Querying Database Backups in Microsoft Fabric: In-Place Analytics Without ETL
Microsoft Fabric Blog details how, in collaboration with Peleg Kazaz and Liore Shai, organizations can leverage Eon’s integration to query multi-cloud database backups directly in Microsoft Fabric—empowering analytics, AI, and compliance without ETL or duplication.
Querying Database Backups in Microsoft Fabric: In-Place Analytics Without ETL
Authors: Microsoft Fabric Blog (in collaboration with Peleg Kazaz, and Liore Shai)
Overview
Modern enterprises rely on constant database backups for business operations, analytics, and AI. Historically, data warehouses and analytics platforms have required complex ETL pipelines and duplicated copies to use this backup data. This article introduces an integration between Eon and Microsoft Fabric, allowing direct, governed access to multi-cloud database backups inside Microsoft OneLake.
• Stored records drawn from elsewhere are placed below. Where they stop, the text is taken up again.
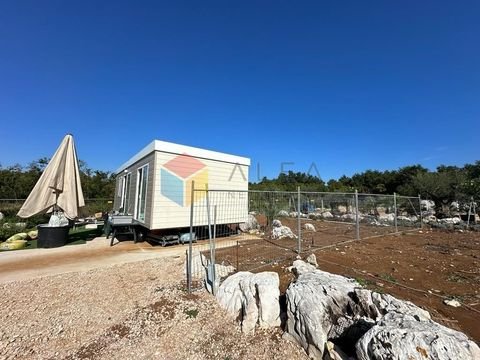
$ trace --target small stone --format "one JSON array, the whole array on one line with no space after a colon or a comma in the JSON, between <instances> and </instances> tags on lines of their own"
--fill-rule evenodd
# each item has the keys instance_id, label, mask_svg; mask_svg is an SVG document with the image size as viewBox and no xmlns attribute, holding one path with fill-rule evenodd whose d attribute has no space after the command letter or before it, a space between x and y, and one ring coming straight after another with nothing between
<instances>
[{"instance_id":1,"label":"small stone","mask_svg":"<svg viewBox=\"0 0 480 360\"><path fill-rule=\"evenodd\" d=\"M309 263L310 265L313 265L315 267L318 267L317 257L315 256L315 254L308 255L307 263Z\"/></svg>"},{"instance_id":2,"label":"small stone","mask_svg":"<svg viewBox=\"0 0 480 360\"><path fill-rule=\"evenodd\" d=\"M462 306L462 304L460 304L457 300L454 300L454 299L445 299L443 300L443 303L445 305L452 306L455 308Z\"/></svg>"}]
</instances>

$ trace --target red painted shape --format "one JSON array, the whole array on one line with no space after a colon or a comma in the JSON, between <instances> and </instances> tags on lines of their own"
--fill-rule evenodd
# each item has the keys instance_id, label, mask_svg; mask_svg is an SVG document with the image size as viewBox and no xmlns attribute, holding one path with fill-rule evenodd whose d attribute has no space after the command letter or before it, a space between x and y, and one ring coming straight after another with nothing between
<instances>
[{"instance_id":1,"label":"red painted shape","mask_svg":"<svg viewBox=\"0 0 480 360\"><path fill-rule=\"evenodd\" d=\"M167 168L175 175L183 179L195 174L198 170L203 169L205 166L206 165L204 163L187 154L178 155L172 160L163 164L163 167Z\"/></svg>"}]
</instances>

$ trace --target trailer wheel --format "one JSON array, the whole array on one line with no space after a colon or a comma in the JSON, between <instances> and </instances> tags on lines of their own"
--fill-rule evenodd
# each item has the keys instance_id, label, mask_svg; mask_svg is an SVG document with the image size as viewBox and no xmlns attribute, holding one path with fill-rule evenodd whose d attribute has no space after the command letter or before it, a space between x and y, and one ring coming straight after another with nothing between
<instances>
[{"instance_id":1,"label":"trailer wheel","mask_svg":"<svg viewBox=\"0 0 480 360\"><path fill-rule=\"evenodd\" d=\"M141 242L141 241L145 241L145 239L147 238L147 234L148 234L148 230L146 229L139 229L137 230L137 239L135 241L135 243L137 242Z\"/></svg>"}]
</instances>

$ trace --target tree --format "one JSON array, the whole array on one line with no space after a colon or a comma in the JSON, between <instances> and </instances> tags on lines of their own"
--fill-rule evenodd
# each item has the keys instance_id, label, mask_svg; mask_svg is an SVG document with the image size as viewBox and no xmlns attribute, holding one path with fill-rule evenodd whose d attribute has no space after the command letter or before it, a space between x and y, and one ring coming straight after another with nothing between
<instances>
[{"instance_id":1,"label":"tree","mask_svg":"<svg viewBox=\"0 0 480 360\"><path fill-rule=\"evenodd\" d=\"M28 197L49 162L48 158L32 161L26 167L15 164L0 167L0 198L25 199ZM115 176L106 171L92 170L80 160L80 180L84 197L111 199L115 193Z\"/></svg>"},{"instance_id":2,"label":"tree","mask_svg":"<svg viewBox=\"0 0 480 360\"><path fill-rule=\"evenodd\" d=\"M420 196L440 204L463 198L460 190L464 181L463 174L458 172L428 172L417 174L413 186Z\"/></svg>"}]
</instances>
Key Capabilities & Architecture
- Unified backups: Integrate backups from Azure, AWS, and Google Cloud into OneLake, accessible via Fabric workloads.
- No ETL required: Query backup data in place, avoiding costly duplication and movement.
- Activation of backup data: Backups become live, queryable sources for analytics, BI, machine learning, and compliance.
- Open formats: Data stored as Apache Iceberg tables; metadata virtualization supports interoperability across engines like Fabric Data Warehouse and Spark.
- Multi-cloud support: Access backups from any major cloud, unified in OneLake’s Catalog and queried via Table APIs or compatible engines.
Technical Integration Steps
- Backups as Iceberg tables: Eon manages backups in open formats, stored in Azure Blob Storage, Amazon S3, or Google Cloud Storage.
- Enable Fabric access: Use Eon’s console to enable Fabric integration (automatic or on-demand) for selected backups.
- Fabric shortcut registration: Automatic creation of OneLake Shortcuts makes tables instantly discoverable and queryable in Fabric workloads.
- Security & access controls: Authentication via Microsoft Entra service principals, fine-grained dataset-level permissions, and continuous shortcut validation.
- Governed analytics: Administrators control access. Analysts query historical and operational datasets directly in Fabric Data Warehouse, Spark, and Power BI.
Business Impact
- Analytics & BI at scale: Drive reporting and forecasting from historical backup data—all clouds, no restoration needed.
- Machine Learning & AI: Train models using full business datasets managed by Eon and integrated in Fabric.
- Compliance and risk: Conduct audits, retention checks, and governance directly on backup data.
- Cyber resilience: Analyze breach exposure and detect anomalies from backup data.
- Cost optimization: Monitor growth, automate tiering, and optimize usage based on real trends.
- Monitoring and alerts: Proactive rules across backup datasets enable rapid response via backup-driven signals.
How to Get Started
- In Eon, go to Integrations → Microsoft Fabric.
- Follow connection wizard to set up automatic or on-demand access.
- Confirm dataset visibility in Fabric under /Tables.
- Connect Power BI or Fabric SQL to start analytics and BI queries.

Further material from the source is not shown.